Remember that bakery manager in Illinois? Her name is Hann Lindahl, and despite presenting as female, she discovered at the age of 15 that she was born with XY chromosomes. Having to supervise the making of gender-reveal cakes as her first job out of college was, she says, a "weird" experience, and though she enjoyed the work otherwise, she did feel a certain measure of relief when she left that heteronormative environment. Now, she works with the nonprofit interACT, advocating for intersex youth.
"It's important to be aware how much we project onto children, especially in terms of gender, because it can be so rigid, so harmful," she says.
Some readers will roll their eyes at these arguments, I'm sure, complaining that America is overwhelmed with political correctness and that there's nothing wrong with some guns-or-glitter-themed fun before the birth of your baby. So instead consider this most basic criticism of the trend: It's a little, well, narcissistic. It exists, as one journalist put it, "at the intersection of All About Me Avenue and Oversharing Boulevard."

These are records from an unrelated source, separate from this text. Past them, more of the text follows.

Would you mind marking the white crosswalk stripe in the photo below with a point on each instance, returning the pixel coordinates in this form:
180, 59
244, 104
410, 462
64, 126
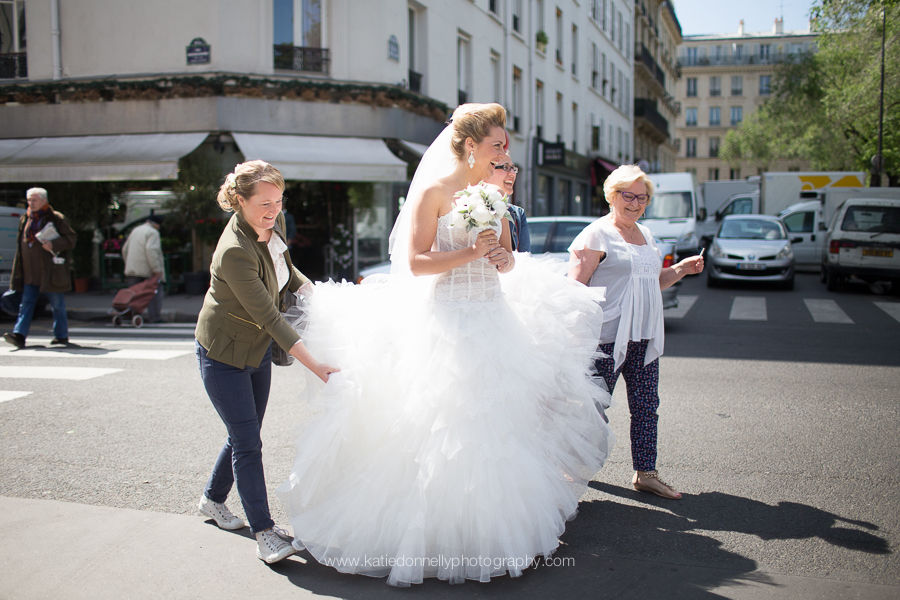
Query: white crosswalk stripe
91, 352
111, 348
826, 311
55, 372
5, 396
748, 308
891, 308
684, 305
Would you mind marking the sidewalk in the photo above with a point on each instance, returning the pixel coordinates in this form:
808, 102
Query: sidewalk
96, 306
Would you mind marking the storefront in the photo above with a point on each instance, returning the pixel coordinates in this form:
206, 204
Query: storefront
562, 181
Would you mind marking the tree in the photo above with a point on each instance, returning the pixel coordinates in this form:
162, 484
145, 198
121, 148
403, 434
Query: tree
825, 106
199, 178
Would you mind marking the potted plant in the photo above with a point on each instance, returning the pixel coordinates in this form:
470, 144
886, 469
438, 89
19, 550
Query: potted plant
541, 40
195, 207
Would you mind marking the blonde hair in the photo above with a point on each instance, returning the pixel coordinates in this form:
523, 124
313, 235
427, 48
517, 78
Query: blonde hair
622, 178
474, 121
244, 181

"I'm glad people are having children and celebrating that, because the birth rate is dropping in America," says W. Keith Campbell, PhD, nationally recognized expert on narcissism and head of the department of psychology at University of Georgia. "And there is something to be said for the communal aspect of sharing something meaningful with friends, which I don't want to downplay. But there's self-celebration taking place here as well. We can link this to narcissism and individualism."
This is not to say that everyone who's ever hosted a gender-reveal party is a raging egomaniac with a Kardashian-level selfie collection. But the trend may have started out that way, Campbell says. And thanks to social media, there's a keeping-up-with-the-Joneses factor at play. Future moms and dads increasingly feel social pressure to participate and outdo their peers (see: skydiving gender-reveals) or risk coming across as subpar parents before their child is even born. The problem is compounded for low-income families who cannot afford the price tag attached to these events (the specialty cakes, for one, can run as much as $1,000).

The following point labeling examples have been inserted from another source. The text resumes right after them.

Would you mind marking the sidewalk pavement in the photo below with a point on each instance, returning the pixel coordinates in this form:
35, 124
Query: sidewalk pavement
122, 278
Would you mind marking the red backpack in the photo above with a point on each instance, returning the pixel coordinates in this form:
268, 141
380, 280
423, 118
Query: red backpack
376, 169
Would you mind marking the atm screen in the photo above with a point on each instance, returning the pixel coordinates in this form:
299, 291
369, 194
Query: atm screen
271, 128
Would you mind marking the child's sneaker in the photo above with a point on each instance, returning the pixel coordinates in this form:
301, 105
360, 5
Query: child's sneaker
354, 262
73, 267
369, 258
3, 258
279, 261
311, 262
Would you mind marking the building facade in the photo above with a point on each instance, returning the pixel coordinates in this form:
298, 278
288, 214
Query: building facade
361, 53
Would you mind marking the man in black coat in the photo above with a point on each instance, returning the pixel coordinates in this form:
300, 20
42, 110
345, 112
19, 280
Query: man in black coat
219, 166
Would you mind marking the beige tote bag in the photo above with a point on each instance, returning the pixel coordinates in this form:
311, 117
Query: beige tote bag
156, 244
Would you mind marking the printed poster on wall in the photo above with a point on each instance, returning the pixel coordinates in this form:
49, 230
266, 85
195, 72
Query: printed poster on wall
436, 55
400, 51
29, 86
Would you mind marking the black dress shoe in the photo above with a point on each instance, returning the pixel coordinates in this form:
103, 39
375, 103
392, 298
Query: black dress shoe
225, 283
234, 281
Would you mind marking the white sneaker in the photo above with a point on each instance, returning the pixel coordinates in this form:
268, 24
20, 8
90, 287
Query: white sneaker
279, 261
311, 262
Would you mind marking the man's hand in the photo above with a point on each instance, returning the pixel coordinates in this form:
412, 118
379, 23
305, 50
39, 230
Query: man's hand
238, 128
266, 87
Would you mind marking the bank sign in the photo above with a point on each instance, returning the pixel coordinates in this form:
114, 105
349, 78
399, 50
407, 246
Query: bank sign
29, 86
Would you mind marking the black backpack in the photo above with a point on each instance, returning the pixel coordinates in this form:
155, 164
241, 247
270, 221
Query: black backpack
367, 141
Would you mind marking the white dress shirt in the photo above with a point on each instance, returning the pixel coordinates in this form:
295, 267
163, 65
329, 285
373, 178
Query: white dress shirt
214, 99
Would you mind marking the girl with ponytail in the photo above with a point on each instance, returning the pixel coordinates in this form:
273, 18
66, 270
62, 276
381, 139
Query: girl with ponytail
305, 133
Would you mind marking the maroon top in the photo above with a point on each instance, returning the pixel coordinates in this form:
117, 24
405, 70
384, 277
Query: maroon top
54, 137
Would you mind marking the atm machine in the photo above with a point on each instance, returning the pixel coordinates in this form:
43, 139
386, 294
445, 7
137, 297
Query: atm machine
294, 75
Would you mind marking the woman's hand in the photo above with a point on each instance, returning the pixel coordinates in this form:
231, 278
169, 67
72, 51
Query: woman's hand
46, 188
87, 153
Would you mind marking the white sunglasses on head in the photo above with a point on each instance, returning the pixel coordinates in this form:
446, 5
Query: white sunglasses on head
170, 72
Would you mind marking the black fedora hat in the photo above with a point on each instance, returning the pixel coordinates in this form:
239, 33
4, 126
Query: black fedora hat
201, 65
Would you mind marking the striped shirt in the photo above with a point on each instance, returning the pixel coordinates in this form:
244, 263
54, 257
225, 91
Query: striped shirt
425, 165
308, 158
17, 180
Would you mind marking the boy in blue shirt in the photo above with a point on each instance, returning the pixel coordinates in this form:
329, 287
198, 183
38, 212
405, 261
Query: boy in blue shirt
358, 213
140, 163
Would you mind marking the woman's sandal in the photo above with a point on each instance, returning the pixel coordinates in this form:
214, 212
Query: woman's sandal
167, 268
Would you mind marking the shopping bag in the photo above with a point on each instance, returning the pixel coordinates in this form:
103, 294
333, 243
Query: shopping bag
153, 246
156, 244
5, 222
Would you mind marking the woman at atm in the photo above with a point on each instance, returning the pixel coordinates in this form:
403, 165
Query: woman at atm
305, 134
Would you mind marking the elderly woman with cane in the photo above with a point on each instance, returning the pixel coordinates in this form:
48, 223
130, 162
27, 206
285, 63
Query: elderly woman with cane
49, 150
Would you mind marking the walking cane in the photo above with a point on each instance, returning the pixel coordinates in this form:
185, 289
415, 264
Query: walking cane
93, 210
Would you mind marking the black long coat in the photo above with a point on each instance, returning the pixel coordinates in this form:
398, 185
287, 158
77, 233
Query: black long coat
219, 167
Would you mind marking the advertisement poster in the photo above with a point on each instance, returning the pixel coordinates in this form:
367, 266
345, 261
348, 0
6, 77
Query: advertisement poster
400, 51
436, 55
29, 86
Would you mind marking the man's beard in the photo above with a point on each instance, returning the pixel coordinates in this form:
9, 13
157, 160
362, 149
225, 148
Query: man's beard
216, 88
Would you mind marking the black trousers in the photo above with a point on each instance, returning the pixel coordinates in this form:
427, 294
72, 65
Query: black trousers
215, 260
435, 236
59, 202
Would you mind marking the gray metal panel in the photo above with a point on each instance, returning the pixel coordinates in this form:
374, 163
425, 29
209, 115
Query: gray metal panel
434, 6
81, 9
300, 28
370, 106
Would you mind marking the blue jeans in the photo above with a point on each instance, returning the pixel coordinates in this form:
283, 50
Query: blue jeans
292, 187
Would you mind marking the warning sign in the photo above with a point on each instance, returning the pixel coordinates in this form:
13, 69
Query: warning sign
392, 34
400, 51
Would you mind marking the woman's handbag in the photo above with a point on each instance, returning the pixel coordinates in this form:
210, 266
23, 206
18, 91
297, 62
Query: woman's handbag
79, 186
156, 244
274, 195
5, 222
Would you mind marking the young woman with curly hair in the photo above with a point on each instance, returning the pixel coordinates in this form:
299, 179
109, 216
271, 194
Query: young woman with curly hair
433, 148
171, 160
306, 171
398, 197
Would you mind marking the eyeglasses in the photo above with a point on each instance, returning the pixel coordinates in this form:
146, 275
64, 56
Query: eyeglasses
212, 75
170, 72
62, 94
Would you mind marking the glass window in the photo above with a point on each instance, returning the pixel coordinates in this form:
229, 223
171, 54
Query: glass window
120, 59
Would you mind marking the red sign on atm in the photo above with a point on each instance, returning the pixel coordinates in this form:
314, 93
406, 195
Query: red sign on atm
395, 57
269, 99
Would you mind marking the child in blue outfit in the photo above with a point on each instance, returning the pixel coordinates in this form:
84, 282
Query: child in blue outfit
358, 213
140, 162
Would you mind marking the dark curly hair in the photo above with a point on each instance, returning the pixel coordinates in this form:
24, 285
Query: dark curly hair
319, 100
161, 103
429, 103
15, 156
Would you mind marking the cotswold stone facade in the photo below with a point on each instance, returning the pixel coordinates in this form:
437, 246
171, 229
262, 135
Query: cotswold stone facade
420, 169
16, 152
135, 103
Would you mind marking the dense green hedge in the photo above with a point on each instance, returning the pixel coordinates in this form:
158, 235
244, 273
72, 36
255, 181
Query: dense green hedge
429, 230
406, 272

Despite the problematic consumerist imperative, most experts will tell you they understand the impulse to congregate. Babies are a milestone and should be celebrated! And I can see the need for levity at a challenging time. Perhaps the fears a pregnancy generates—financial and emotional—necessitate a little frivolity. But once you've played Tinkle in the Pot, I think you've reached a turning point.
Besides, making guesses about anatomy under a canopy of tissue paper pompoms is doing little to assuage a new mom's very real fears about motherhood, nor is it sending a great message to any of the kids running around the yard. We'd be better off showing the little girls in attendance that changing the world is every bit as much a female prerogative as bedazzling onesies. And that step one is celebrating who—not what—a child will be.